First he shows them a beaker of liquid shellac, the stuff they use to make candy shiny. He then tells them shellac is made from the secretion of a female lac bug, and proceeds to dump a beaker of live bugs onto his own big dish of ice cream.

Next he tells them that the stuff that keeps the cookie dough pieces soft is made from duck feathers – so gray duck feathers go into his sundae on top of the bugs crawling all over the bowl.
The students in the class begin to gag and retch and cover their eyes. And so did our daughter as we watched.
When he finished, Jamie told the students simply,  “If you don’t understand the words on the package, don’t buy it and don’t eat it.”

The very next day at the grocery store, I offered to buy our daughter some Ritz crackers. She said, “Let’s look at the words on the package.” When we saw “soy lecithin,” we didn’t understand the word. So she put the Ritz crackers back.
A few days later, again at the store, we were confronted by a huge display of Reese’s Peanut Butter cups. Her very favorite candy. I joked that surely she couldn’t give those up. But she said, “I’m never eating those again. I don’t even want to LOOK at the back of the package because I know it will be awful.”

Over and over, she repeated this action. “If you don’t understand the words on the package, don’t buy it and don’t eat it.” And as she did, people reacted to her. She harangued my parents because their bread was “poison.” She gave away her Halloween candy and had to explain why. She looked up ingredients she didn’t know and enjoyed shocking people with what they were “really” eating. Reading ingredient labels is no longer simply something our daughter does; it has become part of who she is and how others see her.

Jamie wanted his viewers to become kids who care about what is in their food and make healthy choices about what they eat.  He knew a kid like that would believe that she can’t trust everything on the shelf is okay to eat and she’d believe she can make her own decisions about food. So he did two things.

1. He used his gross out sundae to challenge at a gut level her existing kid beliefs that it doesn’t matter what’s in my food as long as it tastes good and her belief that anything on the shelf must be okay to eat.
2. Having shaken loose those beliefs, he handed her a simple remodeling tool by giving her one simple and very specific action. “If you don’t understand the words on the package, don’t buy it and don’t eat it.”
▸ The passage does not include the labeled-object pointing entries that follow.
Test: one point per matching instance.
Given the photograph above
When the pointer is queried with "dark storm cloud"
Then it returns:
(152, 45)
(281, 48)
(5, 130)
Repeating that action over and over remodeled her beliefs about the world and about herself. The repeated action and other people’s responses to her eventually remodeled who she is. Her new identity has supported and generated all sorts of new healthy choices like avoiding junk at parties, asking waiters where the hamburger meat is sourced, and packing her own lunch.

Along the way, Jamie got another thing he’s after. Our daughter now insists we buy organic meat; she’s changed the bread we buy, the ice cream we eat, and the restaurants we can visit. In changing the way she eats, she’s changed the way we eat too.

I’ve learned never to underestimate our kid. And given how well Jamie’s enlisted our pretty typical Reese’s-peanut-butter-cup-eating kid in his crusade to save America’s health by changing the way people eat, I think we’d better not underestimate him either.
~ Kristin

Catalyze:

  • Watch an episode from the Food Revolution like this one, Is It Me or Have We Just Been Pushed Into a Corner, with your family. Why do the demonstrations have such a big impact on people? Do you think the people watching those demonstrations have changed their behavior since? Do you think you will?
  • Do you have a change you need to make or lead at home or at work? What emotional experience could you create to shake loose existing beliefs and motivate the change? What simple, specific direction could you pair with that experience? How can you reinforce the change as a positive part of people’s identity?